Starvation is a problem that can occur when a thread is perpetually denied access to a resource it needs to make progress. This can happen when a thread is always preempted by other threads that are also trying to access the same resource.

But wait, when we defined the critical section problem, we had a rule, bounded waiting, that said that a thread that requests access to a critical section should eventually be able to enter it. How can starvation happen if we have this rule?
Well, in theory that rule does help, but let's contrast theory with practice…

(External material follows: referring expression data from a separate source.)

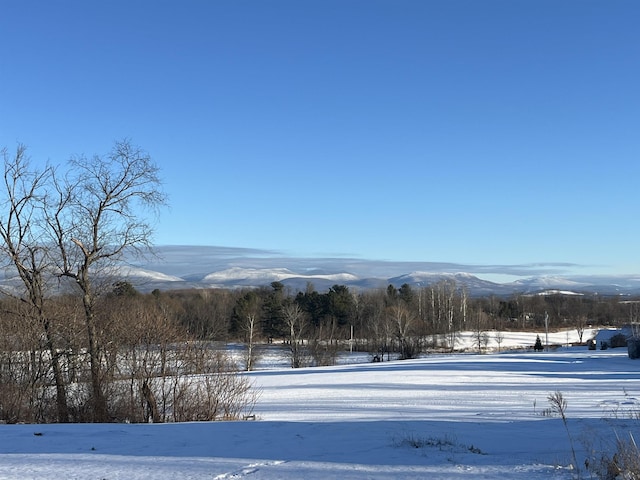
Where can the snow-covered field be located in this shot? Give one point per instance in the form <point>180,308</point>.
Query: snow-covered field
<point>442,417</point>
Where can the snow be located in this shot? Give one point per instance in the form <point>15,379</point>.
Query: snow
<point>456,416</point>
<point>269,274</point>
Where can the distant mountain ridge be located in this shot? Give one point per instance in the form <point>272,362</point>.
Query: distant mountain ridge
<point>217,267</point>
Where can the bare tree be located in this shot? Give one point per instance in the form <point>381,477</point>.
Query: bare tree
<point>249,309</point>
<point>20,230</point>
<point>95,219</point>
<point>403,320</point>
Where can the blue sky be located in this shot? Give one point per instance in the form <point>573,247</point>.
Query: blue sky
<point>494,132</point>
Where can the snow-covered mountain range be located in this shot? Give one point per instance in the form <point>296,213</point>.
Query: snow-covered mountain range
<point>181,267</point>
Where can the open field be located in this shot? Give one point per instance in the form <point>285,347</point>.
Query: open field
<point>443,416</point>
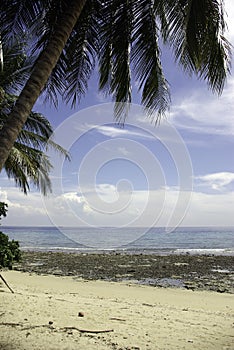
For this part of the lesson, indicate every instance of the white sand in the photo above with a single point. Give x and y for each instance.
(141, 317)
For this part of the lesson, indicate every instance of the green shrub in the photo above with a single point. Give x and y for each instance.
(9, 250)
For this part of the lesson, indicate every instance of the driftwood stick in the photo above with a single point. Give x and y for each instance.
(88, 331)
(13, 324)
(6, 283)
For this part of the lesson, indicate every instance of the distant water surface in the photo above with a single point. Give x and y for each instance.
(193, 240)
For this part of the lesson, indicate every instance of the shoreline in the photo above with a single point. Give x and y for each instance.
(64, 312)
(195, 272)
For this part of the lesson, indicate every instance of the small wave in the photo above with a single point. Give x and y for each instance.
(206, 251)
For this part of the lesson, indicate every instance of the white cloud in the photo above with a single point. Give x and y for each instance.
(137, 208)
(216, 181)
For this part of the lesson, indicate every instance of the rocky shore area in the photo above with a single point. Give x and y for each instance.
(195, 272)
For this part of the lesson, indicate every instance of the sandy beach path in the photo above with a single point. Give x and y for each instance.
(43, 314)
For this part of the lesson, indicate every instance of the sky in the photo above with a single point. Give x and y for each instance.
(178, 173)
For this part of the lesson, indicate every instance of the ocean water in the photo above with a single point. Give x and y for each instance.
(192, 240)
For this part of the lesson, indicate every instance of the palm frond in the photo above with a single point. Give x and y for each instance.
(115, 51)
(28, 165)
(196, 35)
(146, 59)
(17, 17)
(17, 64)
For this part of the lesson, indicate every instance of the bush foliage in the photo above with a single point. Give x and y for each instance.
(9, 250)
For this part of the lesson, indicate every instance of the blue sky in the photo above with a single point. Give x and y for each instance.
(178, 173)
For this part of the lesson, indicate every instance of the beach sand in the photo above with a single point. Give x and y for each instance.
(43, 313)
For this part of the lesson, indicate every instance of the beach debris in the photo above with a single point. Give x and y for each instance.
(70, 328)
(88, 330)
(6, 283)
(117, 319)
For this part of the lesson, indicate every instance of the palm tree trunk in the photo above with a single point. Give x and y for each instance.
(39, 76)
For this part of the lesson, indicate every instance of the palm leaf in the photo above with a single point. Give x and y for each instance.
(146, 59)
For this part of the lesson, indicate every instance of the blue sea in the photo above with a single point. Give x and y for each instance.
(185, 240)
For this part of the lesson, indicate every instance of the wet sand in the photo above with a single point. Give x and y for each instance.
(195, 272)
(49, 312)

Example: Two Threads Competing for a Resource

In this code, we use a semaphore to protect access to a gourmet buffet. Two threads, a hungry thread and a greedy thread, compete for access to the buffet. Both threads

Acquire the semaphore to access the buffet.
Print a message to the console (indicating that they are eating at the buffet).
Release the semaphore.

Each thread also waits for 10ms during the process (so we aren't overwhelmed with messages).

The main driver code starts both threads, waits for two seconds, and then ends the experiment by canceling both threads (you could increase this time for a longer experiment).

Here's the actual code:

#include <assert.h>
#include <pthread.h>
#include <fcntl.h>
#include <semaphore.h>
#include <stdio.h>
#include <stdlib.h>
#include <unistd.h>

#define WRITE_STRING(str) write(STDOUT_FILENO, str "\n", sizeof(str))

sem_t *food_sem;    // Imagine this protects access to a gormet buffet

void *
hungry_thread(void *arg)
{
        (void) arg;
        for (;;) {
                sem_wait(food_sem);
                WRITE_STRING("I am the hungry thread, eating...");
                sem_post(food_sem);
                usleep(10000);  // wait for 10ms
        }
}

void *
greedy_thread(void *arg)
{
        (void) arg;
        for (;;) {
                sem_wait(food_sem);
                WRITE_STRING("I am the greedy thread, eating...");
                usleep(10000);  // wait for 10ms
                sem_post(food_sem);
        }
}

static
const char *FOOD_SEM_NAME = "buffet-table";

int
main()
{
        pthread_t greedy_id, hungry_id;
        int err;

        sem_unlink(FOOD_SEM_NAME);
        food_sem = sem_open(FOOD_SEM_NAME, O_CREAT, 0600, 1);
        sem_unlink(FOOD_SEM_NAME);
        if (food_sem == (sem_t *) SEM_FAILED) {
                perror("sem_open failed");
                exit(1);
        }
        err = pthread_create(&greedy_id, NULL, greedy_thread, NULL);
        assert(err == 0);
        err = pthread_create(&hungry_id, NULL, hungry_thread, NULL);
        assert(err == 0);
        WRITE_STRING("Threads created, parent sleeping...");
        usleep(2000000);  // wait for two seconds for experiment to run
        WRITE_STRING("Parent waking up, stopping experiment...");
        pthread_cancel(hungry_id);
        pthread_cancel(greedy_id);
        pthread_join(hungry_id, NULL);
        pthread_join(greedy_id, NULL);
        sem_close(food_sem);
        WRITE_STRING("Threads joined, parent exiting...");
        return 0;
}

(We're not going to try to run this code yet, just look at it.)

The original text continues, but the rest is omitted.